L'Unac: «Telefonate di militari spaventati per questa sparatoria»

ROMA

Si sono spaventati, i militari italiani. Tra l'altra sera e ieri mattina più di uno ha chiamato il call center dell'Unac - l'associazione dei carabinieri che ha più volte protestato contro la permanenza degli italiani in Iraq - per chiedere spiegazioni su quanto accaduto e raccontare la propria agitazione. «Un conto è quando un terrorista si fa esplodere davanti alla caserma e un altro pensare che a sparare possano essere gli americani, quelli che dovrebbero proteggerti le spalle», dice Michele Garau segretario regionale dell'Unac della Sardegna, una delle regioni da cui parte il maggior numero di militari coinvolti nella missione. Dalle parti dell'Arma e dell'Esercito nessuno si azzarda a mettere tra virgolette ipotesi su quanto sia realmente accaduto. Ma certo, aggiunge Garau «la situazione di rischio si è triplicata». «L'avevamo già detto. Le condizioni ormai in Iraq sono troppo instabili per pensare che il nostro contingente possa rimanere nel territorio. Ed ora lo pensiamo ancora di più».

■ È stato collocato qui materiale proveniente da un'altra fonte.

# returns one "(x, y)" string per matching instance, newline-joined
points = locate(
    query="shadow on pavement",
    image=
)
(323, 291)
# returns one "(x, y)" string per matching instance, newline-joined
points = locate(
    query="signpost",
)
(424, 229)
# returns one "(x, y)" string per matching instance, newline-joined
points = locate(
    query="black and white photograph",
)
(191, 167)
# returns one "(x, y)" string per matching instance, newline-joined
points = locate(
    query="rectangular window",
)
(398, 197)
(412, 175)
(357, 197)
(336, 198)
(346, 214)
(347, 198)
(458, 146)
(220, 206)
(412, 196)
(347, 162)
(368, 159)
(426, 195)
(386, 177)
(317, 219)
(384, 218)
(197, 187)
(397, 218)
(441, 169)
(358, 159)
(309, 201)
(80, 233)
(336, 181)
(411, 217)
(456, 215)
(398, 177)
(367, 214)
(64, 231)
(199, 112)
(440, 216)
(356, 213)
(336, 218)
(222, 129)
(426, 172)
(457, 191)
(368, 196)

In realtà in Iraq il contingente italiano entra difficilmente in contatto con quello americano. La zona di Bassora, dove si trova anche Nassiriya e quindi la base Camp Mittica di Tallil, è sotto il controllo degli inglesi. E per di più ormai da mesi gli italiani sono di fatto confinati nel loro compound, da cui escono solo per brevi perlustrazioni ma quasi sempre tenendosi ben lontani dalla città di Nassiriya. Anche l'incidente costato la vita a Simone Cola è stato particolarmente sfortunato, visto che la missione di appoggio in cui è morto il giovane elicotterista è stata una delle poche in cui sono stati coinvolti gli italiani negli ultimi mesi. Una iniziativa di appoggio al contingente portoghese, quella del 21 gennaio, in cui l'elicottero su cui viaggiava Cola avrebbe dovuto fornire una semplice copertura.

Il quadro non è cambiato neppure quando, circa un mese fa, a Nassiriya sono arrivati i Mangusta, i super elicotteri da combattimento con una potenza di fuoco di quaranta colpi al secondo e che per il momento non sono stati affatto impegnati nel territorio.

«Il pericolo "americano" per i nostri militari c'è, soprattutto perché i giovani marines mandati in Iraq sono terrorizzati e si muovono partendo dall'ipotesi che le vittime civili irachene non hanno alcuna importanza per l'opinione pubblica americana», spiega Francesco Bernardi, brigadier generale brigadier dell'Esercito italiano in congedo assoluto e direttore della webzine Paginedidifesa.it. E aggiunge: «Poi c'è un problema di fondo: non ci sono procedure concordate su come i nostri militari si debbano muovere in zone sotto il controllo americano, dato che abitualmente non ci siamo. E' per questo che in parte incidenti del genere, nel caso di militari italiani inviati a Baghdad, potevano e possono essere prevedibili anche a prescindere da questo incidente».

Da qui a dire che la missione italiana in Iraq potrebbe cambiare in qualche modo per quanto accaduto o che i tempi potrebbero essere ripensati ce ne corre. «Parlano di exit strategy - conclude Bernardi - ma l'invio dei Mangusta vuol dire mandare un segnale che va in direzione opposta».